Task load_raw_data_into_s3

  • Operator : PythonOperator
  • Contents :
    1. Load collecting data into the aws s3 for processing
    2. remove the data
    hook = S3Hook()
    bucket = s3_config['s3_bucket']
    key = s3_config['s3_key']

    for file_path in Path(input_path).glob("*.csv"):
        file_name = str(file_path).split('/')[-1]
        hook.load_file(file_path, key+'/raw/'+file_name,
                       bucket_name=bucket, replace=True)

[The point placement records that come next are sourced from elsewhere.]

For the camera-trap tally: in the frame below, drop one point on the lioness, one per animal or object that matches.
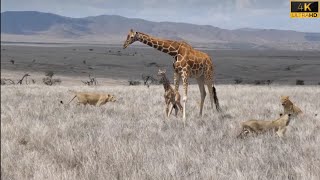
(97, 99)
(260, 126)
(289, 107)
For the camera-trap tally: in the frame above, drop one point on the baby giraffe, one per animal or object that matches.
(171, 96)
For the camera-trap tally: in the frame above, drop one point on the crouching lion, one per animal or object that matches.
(260, 126)
(289, 107)
(96, 99)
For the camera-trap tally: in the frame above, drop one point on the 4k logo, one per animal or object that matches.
(304, 9)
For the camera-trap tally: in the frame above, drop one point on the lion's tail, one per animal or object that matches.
(215, 97)
(72, 91)
(72, 99)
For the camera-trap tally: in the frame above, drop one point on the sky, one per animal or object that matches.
(227, 14)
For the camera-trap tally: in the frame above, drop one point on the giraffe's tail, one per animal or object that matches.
(215, 98)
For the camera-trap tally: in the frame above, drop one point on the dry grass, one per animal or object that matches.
(131, 139)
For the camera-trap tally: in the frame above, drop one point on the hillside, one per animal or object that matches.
(31, 26)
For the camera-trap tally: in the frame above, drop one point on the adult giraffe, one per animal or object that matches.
(188, 63)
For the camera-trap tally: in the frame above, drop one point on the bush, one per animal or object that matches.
(49, 74)
(299, 82)
(238, 81)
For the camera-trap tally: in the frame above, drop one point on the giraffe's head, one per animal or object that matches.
(131, 38)
(161, 72)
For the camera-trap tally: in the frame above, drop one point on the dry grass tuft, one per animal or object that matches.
(131, 139)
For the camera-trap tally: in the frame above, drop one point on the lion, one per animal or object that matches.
(289, 107)
(96, 99)
(261, 126)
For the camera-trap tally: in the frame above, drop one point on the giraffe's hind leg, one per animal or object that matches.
(202, 93)
(170, 109)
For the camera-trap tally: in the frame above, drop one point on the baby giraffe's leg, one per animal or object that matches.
(281, 131)
(170, 109)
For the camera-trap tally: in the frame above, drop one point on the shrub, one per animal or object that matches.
(299, 82)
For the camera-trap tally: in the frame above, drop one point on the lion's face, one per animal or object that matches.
(284, 100)
(111, 98)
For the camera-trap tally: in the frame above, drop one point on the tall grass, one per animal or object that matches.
(132, 139)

    # delete data directory
    shutil.rmtree(input_path+"/olympics")

Task create_schema

  • Operator : PostgresOperator
  • Contents : create the schema if not exists for summary-table
BEGIN;

CREATE SCHEMA IF NOT EXISTS olympics;

END;

Task create_table

  • Operator : PostgresOperator
  • Contents : create the table if not exists for summary-table
BEGIN;

DROP TABLE IF EXISTS olympics.korea_medal;

CREATE TABLE IF NOT EXISTS olympics.korea_medal (
    sport VARCHAR(255),
    gold bigint NOT NULL,
    silver bigint NOT NULL,
    bronze bigint NOT NULL,
    total bigint NOT NULL,
    primary key (sport)
) diststyle key distkey(sport);

END;

Task process_korea_medal

  • Operator : BashOperator
  • Contents : Processing the data for making summary-table using pySparkSQL
  • process :
    1. Run the spark-submit using bash
    2. Create spark-session and config for connecting aws
    3. Import data in s3
    4. Processing data using pySparkSQL
    5. Load into redshift
params['python_script'] = 'process_korea_medal.py'
    process_korea_medal = BashOperator(
        task_id='process_korea_medal',
        bash_command='./bash_scripts/load_staging_table.sh',
        params=params
    )

Task check_data_quality

  • Operator : DataQualityOperator
  • Contents :
    1. Check the data through counting row
    2. Check the data through checking null
    # check the data quality
    tables = ["olympics.korea_medal"]
    check_data_quality = DataQualityOperator(task_id='check_data_quality',
                                             redshift_conn_id="redshift_dev_db",
                                             table_names=tables)

Task endRun

  • Operator : DummyOperator
  • Contents : Ending the dag

Analysis

preset.io

  • purpose : Expressing the graph for analysis

  • data : The amount of medal with Korea in 1896 ~ 2016 olympics

License

You can check out the full license here

This project is licensed under the terms of the MIT license.